Bases: FeatureEngineer

Performs PCA dimensionality reduction on existing features.

Reduces the feature space using Principal Component Analysis, typically applied after statistical feature engineering. This is useful for: - Reducing dimensionality when you have many correlated features - Creating orthogonal feature representations - Focusing on the main axes of variation

Commonly used in a FeaturePipeline after StandardStatsFeatureEngineer to compress statistical features into a smaller number of principal components.

Parameters:

Name Type Description Default
n_components int | float | None

Number of principal components to retain.
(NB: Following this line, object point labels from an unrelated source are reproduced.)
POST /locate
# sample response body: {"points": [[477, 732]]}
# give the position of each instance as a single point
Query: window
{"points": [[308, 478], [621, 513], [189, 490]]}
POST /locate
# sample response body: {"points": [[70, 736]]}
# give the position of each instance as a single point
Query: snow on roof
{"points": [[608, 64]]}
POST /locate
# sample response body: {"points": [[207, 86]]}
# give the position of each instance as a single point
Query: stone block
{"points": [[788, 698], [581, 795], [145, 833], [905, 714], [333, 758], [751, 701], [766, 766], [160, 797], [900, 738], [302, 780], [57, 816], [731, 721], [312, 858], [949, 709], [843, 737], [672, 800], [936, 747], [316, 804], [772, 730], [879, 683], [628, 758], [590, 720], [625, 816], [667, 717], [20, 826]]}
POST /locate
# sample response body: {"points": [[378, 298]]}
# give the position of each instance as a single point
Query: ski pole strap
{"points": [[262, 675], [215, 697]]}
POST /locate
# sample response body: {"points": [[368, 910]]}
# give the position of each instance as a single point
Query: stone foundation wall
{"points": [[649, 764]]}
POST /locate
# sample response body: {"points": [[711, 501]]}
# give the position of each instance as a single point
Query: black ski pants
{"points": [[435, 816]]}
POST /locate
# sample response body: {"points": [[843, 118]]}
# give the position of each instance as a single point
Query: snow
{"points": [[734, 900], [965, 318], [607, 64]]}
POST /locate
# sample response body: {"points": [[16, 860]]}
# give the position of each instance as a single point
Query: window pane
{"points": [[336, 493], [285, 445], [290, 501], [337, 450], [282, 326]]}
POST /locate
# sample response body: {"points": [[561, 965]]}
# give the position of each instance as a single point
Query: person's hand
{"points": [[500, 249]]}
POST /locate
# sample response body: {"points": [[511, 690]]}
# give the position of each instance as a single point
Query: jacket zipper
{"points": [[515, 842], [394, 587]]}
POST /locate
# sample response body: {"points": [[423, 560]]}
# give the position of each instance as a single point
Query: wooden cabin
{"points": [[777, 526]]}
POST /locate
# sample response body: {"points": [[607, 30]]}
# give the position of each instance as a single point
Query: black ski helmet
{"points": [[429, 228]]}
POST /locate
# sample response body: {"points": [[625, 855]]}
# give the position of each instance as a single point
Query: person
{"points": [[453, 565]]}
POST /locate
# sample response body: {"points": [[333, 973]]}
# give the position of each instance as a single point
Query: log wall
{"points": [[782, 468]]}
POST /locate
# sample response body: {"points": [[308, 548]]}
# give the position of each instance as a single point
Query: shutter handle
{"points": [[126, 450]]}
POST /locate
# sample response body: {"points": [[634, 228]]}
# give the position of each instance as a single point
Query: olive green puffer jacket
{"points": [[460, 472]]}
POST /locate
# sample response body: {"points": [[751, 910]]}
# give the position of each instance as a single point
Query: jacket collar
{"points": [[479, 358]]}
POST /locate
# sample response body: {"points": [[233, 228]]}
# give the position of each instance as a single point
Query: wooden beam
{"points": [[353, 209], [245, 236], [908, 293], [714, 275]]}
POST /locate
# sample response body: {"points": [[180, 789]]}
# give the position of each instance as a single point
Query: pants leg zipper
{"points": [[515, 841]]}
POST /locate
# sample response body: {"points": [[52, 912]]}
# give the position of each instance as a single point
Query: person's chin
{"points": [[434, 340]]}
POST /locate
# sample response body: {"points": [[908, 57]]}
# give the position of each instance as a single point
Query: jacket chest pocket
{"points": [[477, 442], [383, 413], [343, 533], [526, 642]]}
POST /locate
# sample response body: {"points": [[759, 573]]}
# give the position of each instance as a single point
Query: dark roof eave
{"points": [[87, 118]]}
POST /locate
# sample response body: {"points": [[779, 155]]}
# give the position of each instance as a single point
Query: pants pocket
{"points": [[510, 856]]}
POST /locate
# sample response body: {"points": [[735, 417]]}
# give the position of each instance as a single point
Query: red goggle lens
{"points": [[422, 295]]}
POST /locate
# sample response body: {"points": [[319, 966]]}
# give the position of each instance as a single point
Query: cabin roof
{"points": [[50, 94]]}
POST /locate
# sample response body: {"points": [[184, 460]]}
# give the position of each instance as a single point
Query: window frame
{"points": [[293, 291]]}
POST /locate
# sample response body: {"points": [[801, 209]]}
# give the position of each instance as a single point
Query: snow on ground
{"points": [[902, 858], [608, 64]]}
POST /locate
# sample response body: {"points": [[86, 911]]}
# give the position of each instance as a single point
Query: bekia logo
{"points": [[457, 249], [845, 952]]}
Can be: - int: Exact number of components - float (0.0-1.0): Retain enough components to explain this fraction of variance - None: Retain all components (no reduction)

None
whiten bool

If True, scale components to unit variance. This can improve results when PCA features are used with distance-based algorithms.

False

Examples:

>>> from energy_repset.feature_engineering import PCAFeatureEngineer
>>> # Use PCA alone (requires context to already have df_features)
>>> pca_engineer = PCAFeatureEngineer(n_components=5)
>>> context_with_pca = pca_engineer.run(context_with_features)
>>> print(context_with_pca.df_features.columns)
    ['pc_0', 'pc_1', 'pc_2', 'pc_3', 'pc_4']

>>> # More common: chain with StandardStats in a pipeline
>>> from energy_repset.feature_engineering import (
...     StandardStatsFeatureEngineer,
...     FeaturePipeline
... )
>>> pipeline = FeaturePipeline([
...     StandardStatsFeatureEngineer(),
...     PCAFeatureEngineer(n_components=0.95)  # Keep 95% variance
... ])
>>> context_with_both = pipeline.run(context)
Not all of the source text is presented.